I write fantasy because I love fantasy.

I like literary fiction but I don't write it.

One reason is that I'm not sure I'm equal to the task of putting characters convincingly into modern life. They say that writers are great observers of people, and that's how they bring you the world through the eyes of a young girl, a teenage boy, a twenty-something socialite and professional working woman in an advertising agency in London, a fifty-something council-worker in a failing marriage in Birmingham, etc etc. How do young women in offices chat to each other? What conversations do old men in nursing homes share? It has to feel authentic because these are things many readers may have experience of, or at least an impression/opinion on.


I'm more of a great imaginer of people than a great observer. That makes me better suited to fantasy where the opportunities for a reader to think 'that's not right' are fewer and further between. I feel I can portray people and I can project them into unconventional settings in ways in which the reader is prepared to accept.

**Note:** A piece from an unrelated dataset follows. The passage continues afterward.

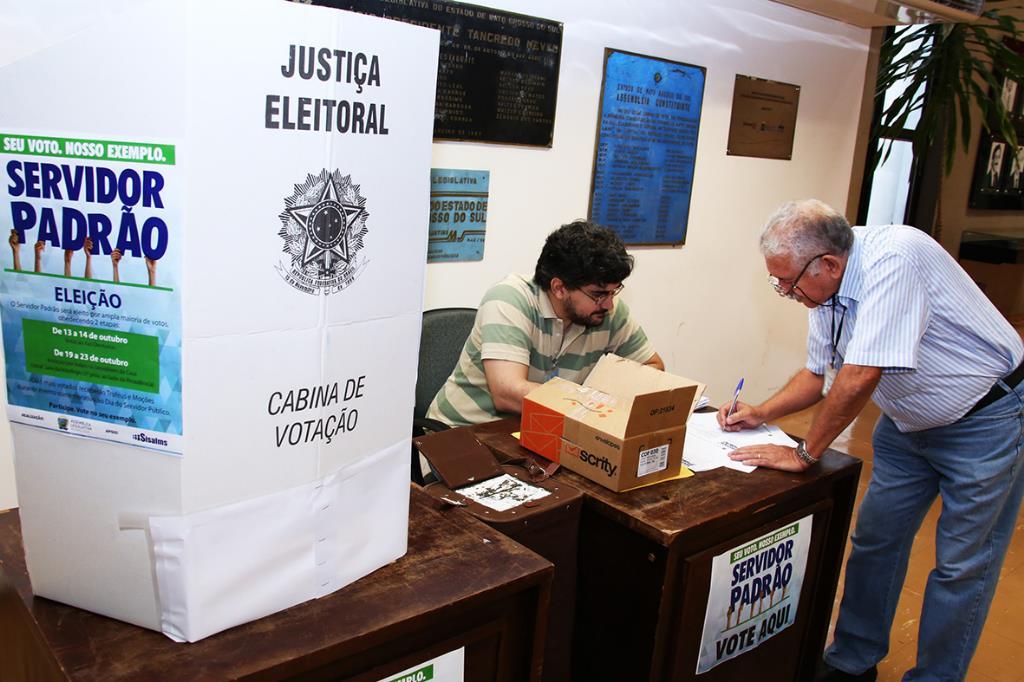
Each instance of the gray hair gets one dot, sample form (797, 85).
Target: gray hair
(805, 228)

Which brings me to the latest book I've written. Red Sister. It's the first book I've written from a female point-of-view. If you discount Katherine's journal entries in King of Thorns and Chella's brief chapters in Emperor of Thorns, then it's the first female point-of-view character I've written. By which I mean (for the non-writer) a character whose eyes we view the world through, not merely a female character seen in a book.


Red Sister is a story delivered entirely (99%) through the eyes of a girl, and much of her time is spent at a convent surrounded, naturally enough, by other novices and nuns.

I normally only have one beta reader, but for Red Sister I've asked several people to read it. Most of them happened to be women. I'd asked them for feedback about whether they enjoyed the book - what worked, what didn't. But today (for the purposes of this blog) I asked those readers whether they thought the scenes with the main character and her friends were convincingly written?

They said, yes.

So then I asked - because I had made no conscious effort to make the characters female - whether it was the writing or the setting that had made that portrayal successful? I asked, if I changed every she to a he, every convent to monastery, every abbess to abbot ... would it now ring false? Would my boy characters now seem 'girly'?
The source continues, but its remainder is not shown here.